McCurdy Group - Insurance and Financial Consultants

Thursday, January 31, 2019

Common Cold Weather Insurance Claims: Part Two

Hail
Hail can do serious damage to your roof, siding, porch, and automobile.In 2014, State Farm alone had $2.4 billion in damages caused by wind and hail, according to III.
You can’t prevent hail, but you can prepare for it:
  • Inspect your roof and siding every autumn. Repair loose or missing tiles.
  • If you live in an area where hail is common, you can consider installing hail-resistant asphalt shingles. This precaution could even help lower your insurance premium.
  • Never drive during a hailstorm. If you get caught in a storm, park at a nearby gas station underneath the awning. If that’s not possible, pull over and get in the back seat of the car away from the windshield, which could shatter.
Like wind, some homeowners’ policies have hail exclusion. Check with your insurance agent to make sure you’re covered. Discuss the different sorts of claims process and coverage lines with regards to hail.
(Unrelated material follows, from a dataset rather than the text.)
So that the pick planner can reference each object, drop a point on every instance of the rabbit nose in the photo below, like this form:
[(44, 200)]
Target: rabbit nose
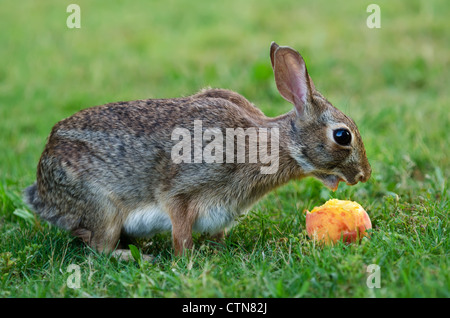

For your auto insurance, you’ll want to have comprehensive insurance, which will repair your car from “acts of God” like hail, falling icicles, or icy branches.

Frozen pipes

If your pipes get too cold, the water inside them will freeze. This ice can expand and burst the pipes, leading to water loss and water damage in your home. A study by Disaster Safety found that frozen pipes resulted in losses of around $10,000, which is twice as severe as other sorts of plumbing failures. Freezing pipes accounts for 18% of all water damage claims. Damages from frozen pipes can include flooding, ceiling collapse, damaged floors and walls, mold, and more. 
Interestingly, insurance companies often consider frozen pipes a “preventable problem.” They may say that your negligence caused the damage. This means that you could be stuck with a $10,000 water damage bill without your insurance company stepping in.
Thus, it’s crucial to protect your home against frozen pipe damage:
  • Drain and disconnect all hoses.
  • Drain the sprinkler supply lines.
  • Keep your home warm at a minimum of 65 degrees.
  • Insulate pipes in unheated spaces, like basements, garages, and attics. You can use pipe sleeves or heat tape.
  • Leave garage doors closed.
  • If you have a swimming pool, run the pump during nights where temperatures are expected to go below freezing.
  • When it’s especially cold outside, let cool water drip from your faucets. This will keep your water flowing, so they have less chance of freezing in the pipes. 
  • Know where your water is shut off. If your pipes do burst, the first step is to turn off the water to reduce any further damage.